Creates a new path mapping backend based on a provided manifest,
which is a mapping from file paths (relative to where the mapfs is
mounted) to absolute file paths This is useful if your C program
expects files at certain locations, but might not handle symlinks
properly. It can also be combined with e.g. fetchfs, in case your
web server has files at several different paths but the C program
wants to see all the files within one directory. The manifest can
be built using wasmfs_map_create_manifest and
wasmfs_map_add_to_manifest. When the mapfs is mounted, directories
and files corresponding to the manifest entries will be
automatically created. Importantly, only individual files can be
mapped through mapfs, not whole directories---a manifest can't map
one directory to another, just one file to another.

For example, a manifest like {'test.txt':'/resources/file.txt'}
mounted at /dat (using either wasmfs_mount or
wasmfs_create_directory) will let you write open("/dat/test.txt", O_RDONLY).

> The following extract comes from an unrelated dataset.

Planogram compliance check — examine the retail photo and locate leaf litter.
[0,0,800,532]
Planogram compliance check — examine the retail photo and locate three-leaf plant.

If you have a fetchfs at /fetch/ pointed to server.com and map files from /path/whatever to /fetch/url/path/file, your C code can access /path/whatever in order to lazily fetch the file at server.com/url/path/file. I can also see it being useful for OPFS, in case the OPFS file hierarchy is not what your C code wants for whatever reason.

Copy link
Member

@kripken kripken left a comment

Choose a reason for hiding this comment

The reason will be displayed to describe this comment to others. Learn more.

Looks promising! Some initial comments.

$MAPFS__deps: ['$stringToUTF8OnStack', 'wasmfs_create_map_backend', 'wasmfs_map_create_manifest', 'wasmfs_map_add_to_manifest'],
$MAPFS: {
createBackend(opts) {
return withStackSave(() => {
Copy link
Member

Choose a reason for hiding this comment

The reason will be displayed to describe this comment to others. Learn more.

The withStackSave can be on the _wasmfs_map_add_to_manifest call. That will reuse the stack each time, allowing a lower stack size to work in more cases.

// University of Illinois/NCSA Open Source License. Both these licenses can be
// found in the LICENSE file.

// This file defines the fetch backend.
Copy link
Member

Choose a reason for hiding this comment

The reason will be displayed to describe this comment to others. Learn more.

Suggested change
// This file defines the fetch backend.
// This file defines the MAPFS backend.


namespace wasmfs {

typedef std::map<std::string,std::string> MapManifest;
Copy link
Member

Choose a reason for hiding this comment

The reason will be displayed to describe this comment to others. Learn more.

Suggested change
typedef std::map<std::string,std::string> MapManifest;
using MapManifest = std::map<std::string,std::string>;

(I believe this is more "modern" notation)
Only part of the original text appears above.